Winifred shook her head, taking some time to digest the earthquake of a novel that this was. She’d never really understood Sirius Black, she didn’t understand his need to provoke all the time, she didn’t like the ease with which he strayed from the path that his family would have him follow – just like he didn’t like her ability to conform to everything that they expected from her as soon as she left Hogwarts. She’d never really understood Sirius Black, but she had thought that there were limits for him, like for her, boundaries that he wouldn’t dare to trespass. She had been wrong. It was quite a shock to discover that. A shock that called for a cigarette. This time she lit it, not bothering about his protestation. She took a long drag, and observed Sirius Black with narrowed eyes through the smoke. He observed her in return, waiting for a reaction. “This is bullshit,” Winifred stated calmly. “You’re barking mad, Sirius. Surely you know what it means?”

“It means I’m finally getting rid of this lot,” he muttered under his breath, a little disappointed by her reaction perhaps.

“It means you’ll never be allowed to come back, do you realize that?”

“It’s not as if I wanted to come back,” he snapped.

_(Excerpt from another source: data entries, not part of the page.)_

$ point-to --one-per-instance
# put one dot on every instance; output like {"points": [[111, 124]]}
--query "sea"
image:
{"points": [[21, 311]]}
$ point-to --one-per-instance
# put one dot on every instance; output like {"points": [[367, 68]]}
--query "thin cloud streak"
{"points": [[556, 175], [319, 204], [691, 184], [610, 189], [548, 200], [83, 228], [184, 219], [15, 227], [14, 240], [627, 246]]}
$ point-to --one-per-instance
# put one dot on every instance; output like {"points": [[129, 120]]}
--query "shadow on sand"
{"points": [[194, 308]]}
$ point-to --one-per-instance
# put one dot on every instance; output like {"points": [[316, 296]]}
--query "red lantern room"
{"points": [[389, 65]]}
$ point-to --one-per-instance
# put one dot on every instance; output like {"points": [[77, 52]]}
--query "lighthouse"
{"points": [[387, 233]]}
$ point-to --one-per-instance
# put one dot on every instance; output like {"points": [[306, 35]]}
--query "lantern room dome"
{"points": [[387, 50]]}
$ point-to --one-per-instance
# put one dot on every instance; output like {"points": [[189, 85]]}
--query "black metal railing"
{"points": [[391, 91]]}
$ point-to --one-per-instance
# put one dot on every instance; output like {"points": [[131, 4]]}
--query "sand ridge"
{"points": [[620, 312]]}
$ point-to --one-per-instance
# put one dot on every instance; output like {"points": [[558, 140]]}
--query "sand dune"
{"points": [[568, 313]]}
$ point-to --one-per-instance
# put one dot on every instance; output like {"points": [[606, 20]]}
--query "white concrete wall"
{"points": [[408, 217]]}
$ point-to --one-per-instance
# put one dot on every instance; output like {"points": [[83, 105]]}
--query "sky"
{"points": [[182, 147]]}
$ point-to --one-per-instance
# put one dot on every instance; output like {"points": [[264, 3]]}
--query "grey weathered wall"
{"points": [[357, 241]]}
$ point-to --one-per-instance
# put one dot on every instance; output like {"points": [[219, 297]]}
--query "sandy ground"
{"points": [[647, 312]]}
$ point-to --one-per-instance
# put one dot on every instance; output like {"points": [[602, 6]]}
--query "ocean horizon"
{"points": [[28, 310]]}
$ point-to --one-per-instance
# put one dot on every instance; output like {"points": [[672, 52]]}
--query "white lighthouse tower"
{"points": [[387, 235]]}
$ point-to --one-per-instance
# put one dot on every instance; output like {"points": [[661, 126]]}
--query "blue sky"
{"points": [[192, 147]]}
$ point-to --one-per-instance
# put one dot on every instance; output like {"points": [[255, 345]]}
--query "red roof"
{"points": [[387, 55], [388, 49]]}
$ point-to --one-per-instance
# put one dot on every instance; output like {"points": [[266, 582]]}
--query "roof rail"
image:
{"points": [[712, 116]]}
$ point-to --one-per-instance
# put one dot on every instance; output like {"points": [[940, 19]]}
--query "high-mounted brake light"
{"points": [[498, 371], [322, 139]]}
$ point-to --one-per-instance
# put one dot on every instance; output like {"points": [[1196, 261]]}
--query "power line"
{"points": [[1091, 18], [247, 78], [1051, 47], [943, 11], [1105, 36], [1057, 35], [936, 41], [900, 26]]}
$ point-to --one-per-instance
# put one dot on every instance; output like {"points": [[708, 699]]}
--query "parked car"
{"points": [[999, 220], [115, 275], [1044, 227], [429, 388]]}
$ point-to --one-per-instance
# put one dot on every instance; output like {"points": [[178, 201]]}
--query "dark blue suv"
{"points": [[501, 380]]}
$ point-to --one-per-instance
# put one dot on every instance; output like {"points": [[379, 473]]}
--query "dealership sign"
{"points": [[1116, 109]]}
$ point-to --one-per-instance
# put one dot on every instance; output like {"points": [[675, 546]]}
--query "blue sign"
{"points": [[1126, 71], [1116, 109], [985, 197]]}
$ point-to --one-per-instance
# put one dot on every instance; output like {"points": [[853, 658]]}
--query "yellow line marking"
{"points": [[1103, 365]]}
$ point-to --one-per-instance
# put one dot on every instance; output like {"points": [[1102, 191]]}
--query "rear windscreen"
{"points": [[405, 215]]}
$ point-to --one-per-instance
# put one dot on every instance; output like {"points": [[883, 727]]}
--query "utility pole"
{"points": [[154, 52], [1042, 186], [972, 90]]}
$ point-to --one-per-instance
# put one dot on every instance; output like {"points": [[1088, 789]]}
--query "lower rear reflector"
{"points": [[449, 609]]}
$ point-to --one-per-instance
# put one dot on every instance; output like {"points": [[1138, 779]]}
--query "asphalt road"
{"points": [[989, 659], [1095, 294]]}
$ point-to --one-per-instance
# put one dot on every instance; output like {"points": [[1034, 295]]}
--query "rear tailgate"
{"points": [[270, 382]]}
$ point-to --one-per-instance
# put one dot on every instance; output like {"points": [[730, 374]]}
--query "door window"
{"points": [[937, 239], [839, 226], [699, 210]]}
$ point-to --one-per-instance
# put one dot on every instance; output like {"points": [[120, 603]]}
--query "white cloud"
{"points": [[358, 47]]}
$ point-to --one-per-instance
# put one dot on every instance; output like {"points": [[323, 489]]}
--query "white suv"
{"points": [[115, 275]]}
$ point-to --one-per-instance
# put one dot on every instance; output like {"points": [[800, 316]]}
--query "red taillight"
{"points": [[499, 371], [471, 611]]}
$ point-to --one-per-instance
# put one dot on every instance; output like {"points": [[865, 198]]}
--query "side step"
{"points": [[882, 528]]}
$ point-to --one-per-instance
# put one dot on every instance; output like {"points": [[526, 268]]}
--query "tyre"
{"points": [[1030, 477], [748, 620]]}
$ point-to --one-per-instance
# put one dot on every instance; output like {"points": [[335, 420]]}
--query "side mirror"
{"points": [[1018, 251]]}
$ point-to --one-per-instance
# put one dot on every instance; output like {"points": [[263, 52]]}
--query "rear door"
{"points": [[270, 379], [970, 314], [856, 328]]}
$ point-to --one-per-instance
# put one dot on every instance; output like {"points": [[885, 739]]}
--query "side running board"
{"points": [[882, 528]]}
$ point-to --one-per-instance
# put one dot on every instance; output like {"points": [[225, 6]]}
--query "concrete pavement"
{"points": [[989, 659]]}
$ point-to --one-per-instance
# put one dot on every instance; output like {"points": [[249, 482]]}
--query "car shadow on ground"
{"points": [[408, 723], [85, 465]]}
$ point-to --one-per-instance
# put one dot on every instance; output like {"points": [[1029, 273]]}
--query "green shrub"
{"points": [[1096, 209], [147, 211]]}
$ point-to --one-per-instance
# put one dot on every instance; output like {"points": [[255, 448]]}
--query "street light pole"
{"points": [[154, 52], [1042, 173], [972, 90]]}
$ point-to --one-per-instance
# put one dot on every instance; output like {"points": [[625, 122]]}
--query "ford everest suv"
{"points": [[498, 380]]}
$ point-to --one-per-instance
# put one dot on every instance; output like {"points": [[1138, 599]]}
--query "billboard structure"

Winifred shrugged her shoulders and walked out of the room, but before she closed the door, she turned round one last time. “This is ridiculous,” she said, animatedly. “You don’t even have any money.”

“I don’t need money!”

“Everyone does. If you leave like this, you’ll have to come back on your knees, begging for them to take you back.”

“I won’t. Never. I’d rather die!”

“You’re being overly dramatic over this.”

“And you’re being just like them…”

“Sirius…”

“If you’re going to take it like this, you might as well leave. I feel like I’m hearing my brother talking. I thought you, out of all people, would understand.”

“But I don’t…” Winifred sighed. There had always been something about Sirius’ reckless behavior that had unnerved her, no matter how further back she looked. But this time it was even worse, and she had to take deep breaths to calm herself. “Do you even know where you’ll go?” she asked, forcing herself to keep her voice down.

“Potter’s”

Winifred let out a small chuckle. “Barking mad, that’s what I’ve always said.” Then, with a shrug of her shoulders, she closed the door.

As she arrived downstairs, she almost bumped into Regulus Black, who was hanging round at the foot of the stairs, with a sneaky look on his face. “Were you with Sirius?” he asked suspiciously. “I heard voices…”

“Well if you heard voices, Reggie…”

“It’s not what I meant. He’s a traitor, Sirius. He is. A blood-traitor.”

Winifred decided to interrupt him before he got the occasion to start about his life’s ambition which nowadays only seemed to be to join the ever-increasing clique that gravitated around the man who called himself Lord Voldemort.

“I know he is, Reggie,” she sighed. “But at least he’s good-looking. What more can I say?” Then she left the youngest of the Black brothers standing there, looking a little dumbstruck. In the reception room, her parents were now complaining about the ministry, talking about the absolute necessity of pureblood unions, and ranting about the poor quality of education ever since Albus Dumbledore had been appointed headmaster of Hogwarts. For a long time, that would be the last memory Winifred would keep of her visits to the Black household, for it would be years before she would set foot in the house again.